Fortunately, plenty of people have had to help their elderly parents, so there are plenty of tips available to make this life journey easier to navigate. Whether your parents need assisted living or they are still able to take care of themselves at home, there are several things you can do that will improve the lives of your elderly parents and your life, too.


  1. Learn about your parents’ insurance: As your parent’s age, you might have to get involved with their health insurance. It is important that you know what they have and how to access it. Elderly healthcare can be confusing, so learning early will help you master the process of filing claims and getting paid for office visits and prescriptions. Knowing how it all works can save you money and time in the long run. If your parents do not have retiree health insurance from their former employers, they might use Medicare or Medicaid – so get to know those, too.
  2. Get the power of attorney: If you are planning on helping with any vital accounts, like health care and banking, you will need to have power-of-attorney. This is easy to get through local lawyers or legal aid services. It gives you permission to act on behalf of your parents if something happens and they cannot make decisions for themselves.
  3. Help them downsize, now: After a long lifetime, elderly adults can acquire a lot of stuff. Eventually, something has to be done with all of that stuff. If your parents still live at home and they are able to sort through their stuff, they should downsize. If they do it while they are still able, they can decide what is important to them and what they would like to pass down to you. It might not be easy for them to make these decisions. If it is overwhelming, they can hire someone to help them.
  4. Start talking about care: Even if your parents are still active and healthy, their situation could change at any time. It is important that they talk to you about what they want to do when they can no longer care for themselves. It might seem morbid to talk about these things, but it is simply a reality of life. By doing this, you will know their wishes and be able to take care of them in the way they want.
  5. Encourage them to become active: There is no reason for elderly adults to stop being active. Community organizations recognize that people are living longer and healthier lives, so they offer more opportunities for elderly members. Encourage them to volunteer at their local libraries or get them to take yoga classes at local hospitals. They might even enjoy reading books to elementary children at local schools. Encourage them to walk every day or join a local gym to keep their bodies active. Maybe it’s time to finally get your parents a dog so they can take it for a walk each day.
  6. Talk to them often: You never know when your parents’ last day will be. Once they are gone, that’s it. So, while they are alive, take time to talk to them as often as possible. You do not have to talk on the phone, you could talk via text or even write letters to each other. The average life expectancy in the US is just under 79 years, so consider how many years your parents have left and try to spend time with them, simply because you can. Go out to eat. See movies together. Walk at the park. Do what you can, while you still can.

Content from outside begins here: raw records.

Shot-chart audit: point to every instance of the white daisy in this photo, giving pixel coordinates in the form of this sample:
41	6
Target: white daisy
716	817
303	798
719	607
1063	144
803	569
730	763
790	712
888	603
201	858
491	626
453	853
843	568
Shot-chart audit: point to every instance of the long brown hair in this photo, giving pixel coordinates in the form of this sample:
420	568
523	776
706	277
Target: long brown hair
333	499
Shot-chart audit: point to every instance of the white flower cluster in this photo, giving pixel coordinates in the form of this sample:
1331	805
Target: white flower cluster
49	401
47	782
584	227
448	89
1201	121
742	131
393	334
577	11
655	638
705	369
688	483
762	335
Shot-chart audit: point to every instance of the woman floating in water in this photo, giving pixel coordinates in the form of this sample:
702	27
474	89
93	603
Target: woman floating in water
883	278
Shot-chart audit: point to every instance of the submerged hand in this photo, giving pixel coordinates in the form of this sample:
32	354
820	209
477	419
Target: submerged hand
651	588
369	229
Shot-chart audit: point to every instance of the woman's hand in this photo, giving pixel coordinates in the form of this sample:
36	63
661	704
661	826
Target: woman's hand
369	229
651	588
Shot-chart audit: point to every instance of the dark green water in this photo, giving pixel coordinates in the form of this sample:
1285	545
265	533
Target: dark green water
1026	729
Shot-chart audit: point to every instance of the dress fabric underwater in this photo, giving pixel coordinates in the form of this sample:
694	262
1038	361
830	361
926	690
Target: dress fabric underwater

  7. Don’t forget about online accounts: If your parents have mobile phones and Internet access, then they most likely have online accounts. And, if you don’t know their usernames and passwords, then you might have some problems if anything happens to them. While they are alive and able to access their online accounts, ask them to write down their usernames and passwords and put them in a safe location. This way, if anything happens, you can access everything that you need. Don’t forget to get their passkeys so you can access their phones, tablets, and computers, too. While you’re at it, also get their Social Security numbers and birthdays, too.
  8. Take care of yourself: When you are busy caring for your own children and your parents, it is easy to neglect yourself. Be sure you take time to take care of yourself. Eat healthy foods. Exercise regularly and find time to do something you enjoy. It is easy to get burned out and fall sick.
  9. Make sure their home is safe: Even if your parents are mobile and healthy, it is a good idea to look around for safety hazards at their home.
  • Are the railings on the stairs safe?
  • Could your parents slip and fall in the bath? Or the kitchen?
  • Are there railings on the stairs in the garage?
  • What’s it like when your parents have to walk to the mailbox?
  • Who is shovelling and plowing in the winter?
  • What is their neighbourhood like?

10. Know your parents’ options: Your elderly parents might have several options for care. But, they might not. Their financial status could determine where they go when they can no longer take care of themselves. It is helpful to learn what care their insurance covers and what their savings can pay for, too. You might be thinking that they can move into the expensive assisted living facility when in reality, they can only afford to live in a government-subsidized apartment. You should know what their options are before you have to make a decision. You should also know so you can put them on waiting lists, especially if they can afford something nice.